I have the task to update two databases daily. Simplified, an entry looks like this:
service_id; id_service_provider; valid_from; valid_to;
I get the data in the form of a csv file. To give you some examples how to interpret the lines of the file, here are some entries:
114; 20; 2011-12-06; 2017-10-16 //service terminated in 2017
211; 65; 2015-04-09; 9999-12-31 //service still valid
322; 57; 2019-08-22; 9999-12-31 //new service as of today
336; 20; 2009-08-20; 2019-07-11 //change provider, see next line
336; 37; 2019-07-11; 9999-12-31 //new provider for the above services
The files can have several thousand entries, because new entries or changes are simply added and I don't get a delta every day but always the whole file.
I only have full access to the first database which contains all entries (both current and historical). The second database should contain for faster queries only the current valid services and not the terminated ones. For the second database, which I don't have access to, I have to create a file containing the commands every day:
add new services
delete terminated services
update providers changes
My current approach looks like this:
Create from each line of the file a List<Service>
Make a database query for each entry in the list
if identical service exists and no changes delete service from this
list.
If service is available but end date or provider id different,
terminate service and simultaneously insert a new service valid as of
today. Additionally for the second database prepare a new list
toUpdate and add this service.
If service is not found insert it into the first database and create
a list toInsert and add service.
Send lists toInsert and toUpdate to second db.
Since my datasets in the databases are constantly diverging, I want to rethink my approach and reimplement the whole thing. How would you proceed with this task?
Edit
The database I have access to is from oracle the second one is DB2. I can't use database functions that keep the data synchronized. I am limited to creating a csv file with java to keep the second database synchronized.
For this kind of thing, I like to keep a separate table of what I think the remote database looks like. That way, I can:
Generate deltas easily by comparing my source data with my copy of what should be in the remote database.

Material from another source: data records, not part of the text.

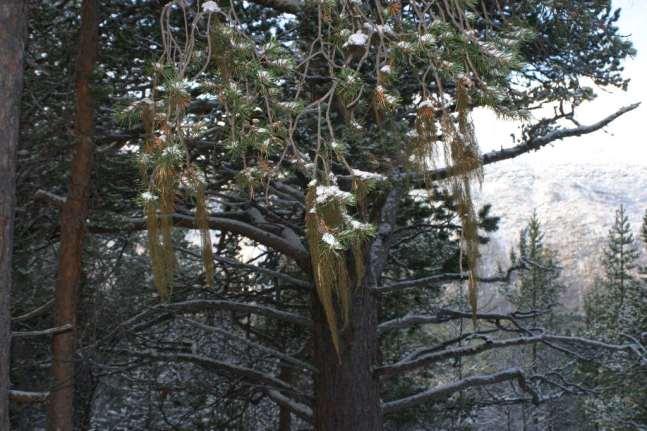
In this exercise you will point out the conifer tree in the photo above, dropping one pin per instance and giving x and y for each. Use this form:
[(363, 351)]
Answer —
[(615, 310), (537, 290), (538, 286), (613, 305)]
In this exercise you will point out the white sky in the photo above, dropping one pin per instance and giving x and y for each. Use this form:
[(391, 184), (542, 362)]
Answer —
[(621, 143)]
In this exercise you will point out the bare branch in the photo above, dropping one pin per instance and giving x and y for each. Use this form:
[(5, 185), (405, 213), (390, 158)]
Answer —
[(445, 315), (162, 312), (35, 312), (437, 356), (288, 6), (445, 391), (38, 333), (279, 355), (28, 397), (301, 410), (287, 246), (445, 278), (534, 144), (250, 376)]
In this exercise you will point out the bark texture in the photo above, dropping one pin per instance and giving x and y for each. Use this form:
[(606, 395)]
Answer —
[(347, 391), (12, 19), (73, 215)]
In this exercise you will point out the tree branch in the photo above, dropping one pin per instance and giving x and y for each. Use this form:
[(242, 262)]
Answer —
[(445, 278), (445, 391), (301, 410), (35, 312), (445, 315), (279, 355), (533, 144), (38, 333), (419, 361), (252, 377), (28, 397), (200, 305), (286, 6)]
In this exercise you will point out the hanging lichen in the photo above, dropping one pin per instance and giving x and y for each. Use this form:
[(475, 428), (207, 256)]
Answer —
[(461, 156), (328, 263)]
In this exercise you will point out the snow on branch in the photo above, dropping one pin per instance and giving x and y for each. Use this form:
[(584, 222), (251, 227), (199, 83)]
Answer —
[(412, 363), (286, 6), (445, 278), (445, 391), (248, 375), (28, 396), (162, 312), (301, 410), (38, 333), (534, 143), (445, 315), (272, 352)]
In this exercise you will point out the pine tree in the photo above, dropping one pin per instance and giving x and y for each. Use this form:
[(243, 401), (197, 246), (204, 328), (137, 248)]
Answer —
[(538, 286), (613, 305), (615, 310), (537, 290)]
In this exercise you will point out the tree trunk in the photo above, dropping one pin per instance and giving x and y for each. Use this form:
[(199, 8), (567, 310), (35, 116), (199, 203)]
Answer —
[(73, 215), (347, 395), (12, 19)]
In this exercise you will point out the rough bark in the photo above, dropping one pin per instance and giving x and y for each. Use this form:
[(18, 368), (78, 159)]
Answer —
[(347, 392), (73, 215), (11, 74)]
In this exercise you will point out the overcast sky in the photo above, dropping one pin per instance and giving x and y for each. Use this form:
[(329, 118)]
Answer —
[(624, 141)]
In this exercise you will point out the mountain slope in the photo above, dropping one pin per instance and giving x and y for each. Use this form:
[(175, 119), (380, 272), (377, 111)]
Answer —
[(576, 204)]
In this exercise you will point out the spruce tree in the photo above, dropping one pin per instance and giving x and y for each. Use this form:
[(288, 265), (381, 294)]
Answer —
[(537, 289), (538, 286), (613, 305), (614, 309)]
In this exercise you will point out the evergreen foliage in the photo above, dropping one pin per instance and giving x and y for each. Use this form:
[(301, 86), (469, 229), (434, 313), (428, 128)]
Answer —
[(284, 136)]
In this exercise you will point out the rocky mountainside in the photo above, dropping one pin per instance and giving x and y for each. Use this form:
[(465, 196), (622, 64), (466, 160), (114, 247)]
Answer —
[(576, 204)]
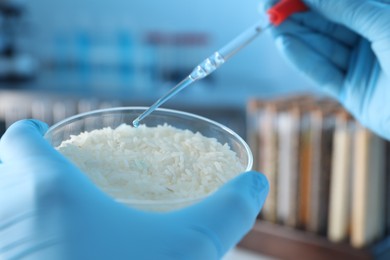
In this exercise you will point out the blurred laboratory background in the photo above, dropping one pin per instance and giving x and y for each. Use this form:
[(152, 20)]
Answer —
[(58, 58)]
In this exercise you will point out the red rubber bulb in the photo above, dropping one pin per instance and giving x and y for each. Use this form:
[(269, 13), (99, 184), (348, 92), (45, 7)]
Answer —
[(282, 10)]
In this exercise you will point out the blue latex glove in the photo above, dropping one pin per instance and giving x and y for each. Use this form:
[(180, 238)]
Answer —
[(50, 210), (343, 46)]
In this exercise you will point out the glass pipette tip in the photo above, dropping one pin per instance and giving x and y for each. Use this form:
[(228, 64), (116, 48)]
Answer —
[(208, 66), (277, 14)]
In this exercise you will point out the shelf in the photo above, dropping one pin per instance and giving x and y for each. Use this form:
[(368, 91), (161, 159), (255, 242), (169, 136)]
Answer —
[(287, 243)]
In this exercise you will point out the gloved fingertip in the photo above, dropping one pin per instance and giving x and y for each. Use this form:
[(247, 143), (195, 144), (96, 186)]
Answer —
[(260, 187)]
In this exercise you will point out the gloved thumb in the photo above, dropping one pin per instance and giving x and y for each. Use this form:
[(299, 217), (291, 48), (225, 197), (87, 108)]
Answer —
[(25, 139), (367, 18), (228, 214)]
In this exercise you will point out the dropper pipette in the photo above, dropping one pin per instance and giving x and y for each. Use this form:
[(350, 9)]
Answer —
[(277, 14)]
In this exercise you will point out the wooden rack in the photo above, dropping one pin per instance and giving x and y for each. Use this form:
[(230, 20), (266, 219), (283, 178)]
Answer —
[(283, 242)]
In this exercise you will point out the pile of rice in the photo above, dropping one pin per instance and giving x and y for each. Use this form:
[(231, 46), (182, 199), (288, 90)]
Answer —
[(152, 163)]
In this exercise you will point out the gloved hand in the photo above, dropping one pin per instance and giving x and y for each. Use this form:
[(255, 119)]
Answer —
[(50, 210), (343, 46)]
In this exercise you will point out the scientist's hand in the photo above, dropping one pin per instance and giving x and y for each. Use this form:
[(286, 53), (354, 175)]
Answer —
[(50, 210), (343, 46)]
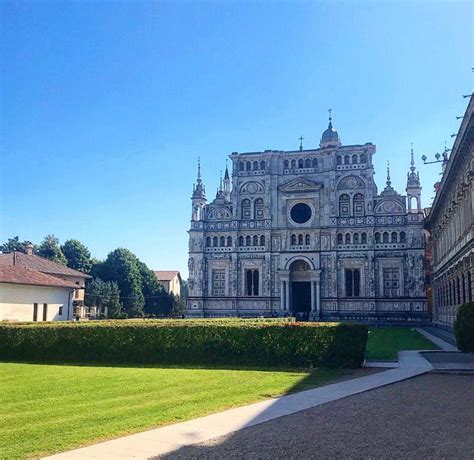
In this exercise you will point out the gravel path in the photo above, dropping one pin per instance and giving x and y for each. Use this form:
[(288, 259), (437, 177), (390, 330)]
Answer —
[(431, 416)]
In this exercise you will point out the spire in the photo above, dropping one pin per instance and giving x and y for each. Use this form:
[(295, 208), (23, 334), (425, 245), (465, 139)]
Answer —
[(199, 190)]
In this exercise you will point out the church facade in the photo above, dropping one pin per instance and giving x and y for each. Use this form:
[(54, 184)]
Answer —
[(306, 233)]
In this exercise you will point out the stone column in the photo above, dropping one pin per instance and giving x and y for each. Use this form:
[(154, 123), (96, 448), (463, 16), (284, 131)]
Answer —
[(313, 296), (318, 297), (282, 295)]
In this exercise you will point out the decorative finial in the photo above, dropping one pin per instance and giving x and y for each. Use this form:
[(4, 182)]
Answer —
[(301, 138)]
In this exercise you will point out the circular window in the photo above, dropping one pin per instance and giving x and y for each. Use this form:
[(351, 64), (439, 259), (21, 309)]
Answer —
[(300, 213)]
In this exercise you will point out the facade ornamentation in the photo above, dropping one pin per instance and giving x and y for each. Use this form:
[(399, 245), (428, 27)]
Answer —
[(305, 232)]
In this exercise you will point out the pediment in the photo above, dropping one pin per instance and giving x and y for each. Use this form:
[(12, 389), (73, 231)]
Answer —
[(300, 184)]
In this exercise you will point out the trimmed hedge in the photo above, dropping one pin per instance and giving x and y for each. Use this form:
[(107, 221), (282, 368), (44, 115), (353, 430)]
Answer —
[(243, 342), (464, 327)]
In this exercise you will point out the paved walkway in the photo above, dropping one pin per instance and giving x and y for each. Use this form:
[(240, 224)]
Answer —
[(168, 439)]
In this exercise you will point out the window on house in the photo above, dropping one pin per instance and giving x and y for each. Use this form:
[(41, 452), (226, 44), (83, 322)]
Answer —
[(218, 282), (391, 282), (352, 282), (258, 209), (251, 282), (359, 204), (344, 205)]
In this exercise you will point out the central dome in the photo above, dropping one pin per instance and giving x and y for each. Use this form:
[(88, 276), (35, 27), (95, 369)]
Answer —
[(330, 137)]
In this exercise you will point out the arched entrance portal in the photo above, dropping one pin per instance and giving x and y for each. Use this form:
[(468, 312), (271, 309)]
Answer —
[(300, 282)]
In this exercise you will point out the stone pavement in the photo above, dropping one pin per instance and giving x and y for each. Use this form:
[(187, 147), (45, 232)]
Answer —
[(162, 441)]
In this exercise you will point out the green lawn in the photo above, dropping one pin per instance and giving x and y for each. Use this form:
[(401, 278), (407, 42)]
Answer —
[(385, 343), (51, 408)]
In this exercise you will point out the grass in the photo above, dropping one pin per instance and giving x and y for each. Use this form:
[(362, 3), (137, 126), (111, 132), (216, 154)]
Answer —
[(51, 408), (385, 343)]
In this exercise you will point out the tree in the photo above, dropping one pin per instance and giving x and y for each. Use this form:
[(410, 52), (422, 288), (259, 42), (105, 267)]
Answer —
[(77, 255), (104, 295), (14, 244), (121, 266), (49, 249)]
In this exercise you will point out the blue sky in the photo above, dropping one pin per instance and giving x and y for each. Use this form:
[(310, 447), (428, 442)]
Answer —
[(106, 106)]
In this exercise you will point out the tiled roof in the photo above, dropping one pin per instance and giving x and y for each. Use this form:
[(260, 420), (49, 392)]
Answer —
[(14, 274), (34, 262), (166, 275)]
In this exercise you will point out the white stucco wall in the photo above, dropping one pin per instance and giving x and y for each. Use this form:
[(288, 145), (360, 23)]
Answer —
[(16, 302)]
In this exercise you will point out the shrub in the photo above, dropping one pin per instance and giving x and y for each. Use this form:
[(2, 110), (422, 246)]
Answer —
[(199, 342), (464, 327)]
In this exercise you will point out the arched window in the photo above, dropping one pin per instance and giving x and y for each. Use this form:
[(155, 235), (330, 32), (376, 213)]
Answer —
[(258, 209), (344, 205), (359, 204), (246, 209), (403, 237)]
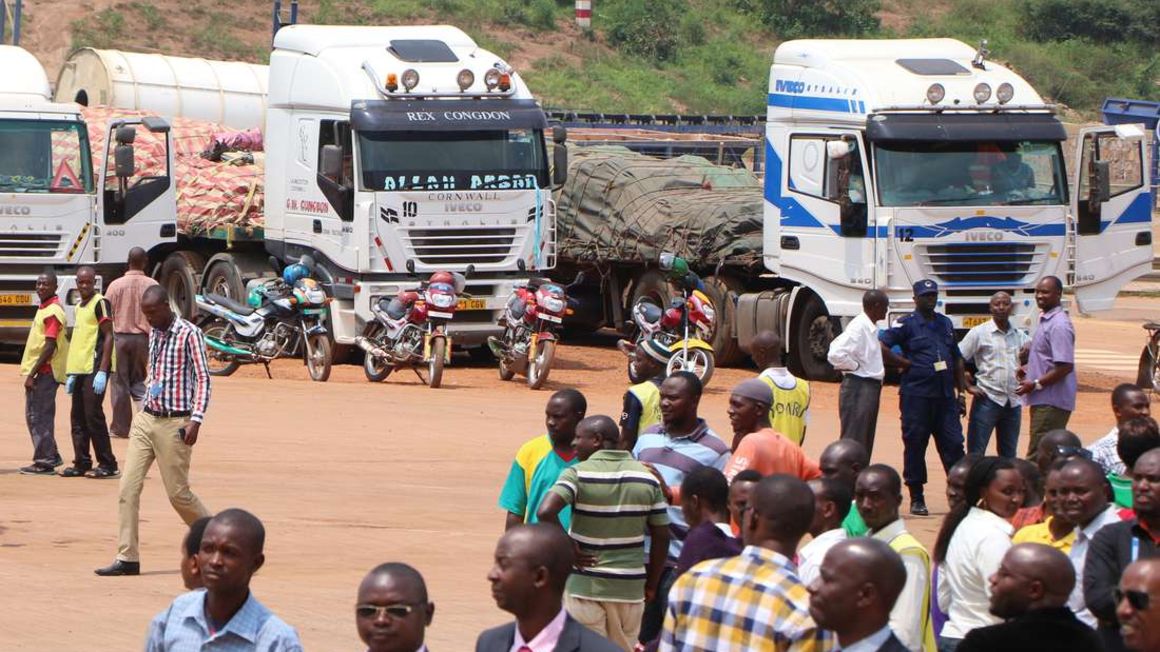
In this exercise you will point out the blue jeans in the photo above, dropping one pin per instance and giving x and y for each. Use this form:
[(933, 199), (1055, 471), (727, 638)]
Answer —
[(987, 415)]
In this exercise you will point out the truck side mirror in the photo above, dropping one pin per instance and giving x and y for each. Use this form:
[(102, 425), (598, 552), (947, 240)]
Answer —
[(123, 161), (1100, 182), (332, 163), (559, 164)]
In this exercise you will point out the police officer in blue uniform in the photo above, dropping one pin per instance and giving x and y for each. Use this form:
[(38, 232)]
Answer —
[(933, 392)]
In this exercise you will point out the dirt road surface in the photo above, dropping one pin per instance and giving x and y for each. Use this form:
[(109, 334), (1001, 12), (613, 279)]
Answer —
[(347, 475)]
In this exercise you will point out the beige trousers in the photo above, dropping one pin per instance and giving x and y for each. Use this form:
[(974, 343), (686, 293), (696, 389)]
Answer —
[(153, 437), (618, 622)]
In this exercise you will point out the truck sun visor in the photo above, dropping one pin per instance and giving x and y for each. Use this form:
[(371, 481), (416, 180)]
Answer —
[(446, 115), (964, 127)]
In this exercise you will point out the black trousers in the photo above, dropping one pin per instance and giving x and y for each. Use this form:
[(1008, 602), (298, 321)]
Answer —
[(88, 427), (923, 418)]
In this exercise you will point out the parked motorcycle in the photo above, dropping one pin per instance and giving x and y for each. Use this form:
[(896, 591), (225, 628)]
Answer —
[(531, 323), (282, 317), (410, 330), (686, 326)]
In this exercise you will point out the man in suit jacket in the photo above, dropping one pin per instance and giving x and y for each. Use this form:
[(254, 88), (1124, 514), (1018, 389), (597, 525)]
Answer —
[(531, 566), (1030, 591), (860, 579)]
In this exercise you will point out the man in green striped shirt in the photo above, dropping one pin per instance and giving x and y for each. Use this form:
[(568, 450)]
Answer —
[(614, 499)]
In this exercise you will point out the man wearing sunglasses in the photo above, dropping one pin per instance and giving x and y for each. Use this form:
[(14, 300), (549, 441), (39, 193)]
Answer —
[(1118, 545), (1138, 606), (393, 613), (1030, 592), (225, 616)]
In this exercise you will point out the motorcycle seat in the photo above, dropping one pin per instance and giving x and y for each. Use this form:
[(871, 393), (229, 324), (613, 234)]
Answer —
[(237, 306)]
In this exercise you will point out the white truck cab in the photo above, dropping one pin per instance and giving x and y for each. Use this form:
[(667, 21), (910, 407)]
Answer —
[(890, 161), (398, 151), (56, 210)]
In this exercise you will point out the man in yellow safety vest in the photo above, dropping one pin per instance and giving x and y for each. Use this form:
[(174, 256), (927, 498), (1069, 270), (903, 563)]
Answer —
[(642, 401), (43, 368), (91, 360), (790, 411)]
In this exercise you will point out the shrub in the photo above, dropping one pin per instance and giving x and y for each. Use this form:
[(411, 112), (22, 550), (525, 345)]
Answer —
[(645, 28)]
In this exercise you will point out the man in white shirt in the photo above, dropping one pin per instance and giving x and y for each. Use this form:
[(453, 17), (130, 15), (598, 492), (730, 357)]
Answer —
[(878, 498), (1082, 498), (994, 347), (855, 594), (831, 505), (857, 355), (1128, 401)]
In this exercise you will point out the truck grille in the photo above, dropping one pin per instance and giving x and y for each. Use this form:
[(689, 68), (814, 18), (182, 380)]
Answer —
[(461, 245), (979, 263), (29, 245)]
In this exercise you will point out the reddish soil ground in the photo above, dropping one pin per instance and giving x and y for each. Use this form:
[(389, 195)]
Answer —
[(346, 475)]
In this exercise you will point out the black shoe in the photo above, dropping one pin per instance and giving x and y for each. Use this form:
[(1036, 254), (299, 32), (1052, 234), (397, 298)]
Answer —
[(37, 470), (120, 567)]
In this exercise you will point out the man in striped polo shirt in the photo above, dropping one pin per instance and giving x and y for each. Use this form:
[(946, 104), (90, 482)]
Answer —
[(614, 499), (679, 446)]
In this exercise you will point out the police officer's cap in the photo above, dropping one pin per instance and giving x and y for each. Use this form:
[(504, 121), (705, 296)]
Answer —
[(926, 287)]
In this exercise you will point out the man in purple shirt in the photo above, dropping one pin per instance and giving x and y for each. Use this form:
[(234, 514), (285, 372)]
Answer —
[(1048, 382)]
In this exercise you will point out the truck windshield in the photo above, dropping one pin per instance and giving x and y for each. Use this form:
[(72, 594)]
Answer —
[(452, 160), (998, 173), (44, 157)]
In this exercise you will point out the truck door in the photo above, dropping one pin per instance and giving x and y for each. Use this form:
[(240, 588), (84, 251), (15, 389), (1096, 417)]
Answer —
[(138, 202), (1113, 214), (826, 185)]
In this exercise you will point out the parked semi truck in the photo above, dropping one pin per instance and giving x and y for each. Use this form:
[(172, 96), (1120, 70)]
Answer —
[(886, 161), (391, 152)]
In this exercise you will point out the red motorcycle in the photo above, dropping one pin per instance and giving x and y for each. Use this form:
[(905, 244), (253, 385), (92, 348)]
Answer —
[(531, 321), (411, 330)]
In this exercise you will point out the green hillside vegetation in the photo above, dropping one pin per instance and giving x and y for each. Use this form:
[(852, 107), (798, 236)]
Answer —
[(707, 56)]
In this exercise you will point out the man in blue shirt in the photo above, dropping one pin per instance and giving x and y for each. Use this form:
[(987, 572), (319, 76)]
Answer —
[(932, 376), (225, 616)]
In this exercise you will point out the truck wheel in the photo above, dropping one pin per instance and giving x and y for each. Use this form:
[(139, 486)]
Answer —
[(723, 291), (223, 279), (810, 341), (179, 277)]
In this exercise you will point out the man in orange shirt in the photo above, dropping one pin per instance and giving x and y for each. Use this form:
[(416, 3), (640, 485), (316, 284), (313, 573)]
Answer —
[(755, 444)]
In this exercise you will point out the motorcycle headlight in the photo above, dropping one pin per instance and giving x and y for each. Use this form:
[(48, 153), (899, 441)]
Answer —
[(553, 304)]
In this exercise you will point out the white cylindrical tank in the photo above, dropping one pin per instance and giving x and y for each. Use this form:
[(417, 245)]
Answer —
[(23, 79), (230, 93)]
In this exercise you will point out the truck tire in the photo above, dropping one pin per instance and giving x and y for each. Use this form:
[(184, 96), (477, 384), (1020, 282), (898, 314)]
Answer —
[(812, 331), (180, 275), (223, 279), (723, 291)]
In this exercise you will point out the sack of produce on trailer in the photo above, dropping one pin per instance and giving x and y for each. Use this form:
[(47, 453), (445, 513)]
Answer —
[(623, 207)]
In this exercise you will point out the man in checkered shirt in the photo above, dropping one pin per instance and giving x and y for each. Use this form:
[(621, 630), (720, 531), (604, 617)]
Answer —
[(754, 601)]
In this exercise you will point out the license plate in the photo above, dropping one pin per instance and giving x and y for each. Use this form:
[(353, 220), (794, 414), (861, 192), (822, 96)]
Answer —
[(15, 299)]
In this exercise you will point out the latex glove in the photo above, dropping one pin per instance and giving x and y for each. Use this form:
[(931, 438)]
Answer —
[(99, 381)]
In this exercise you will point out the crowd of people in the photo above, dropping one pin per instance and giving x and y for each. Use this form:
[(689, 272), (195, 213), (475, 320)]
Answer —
[(654, 533)]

Correct errors in PROD by updating the copy to force the process to resend (e.g., if the team managing the other database misses a file or something).
Here is a working example to illustrate the process.
Cast of characters:
SO_SERVICES --> your source table
SO_SERVICES_EXPORTED --> a copy of what the remote database should currently look like, if they've processed all our command .csv files correctly.
SO_SERVICES_EXPORT_CMDS --> the set of deltas generated by comparing SO_SERVICES and SO_SERVICES_EXPORTED. You would generate your .csv file from this table and then delete from it.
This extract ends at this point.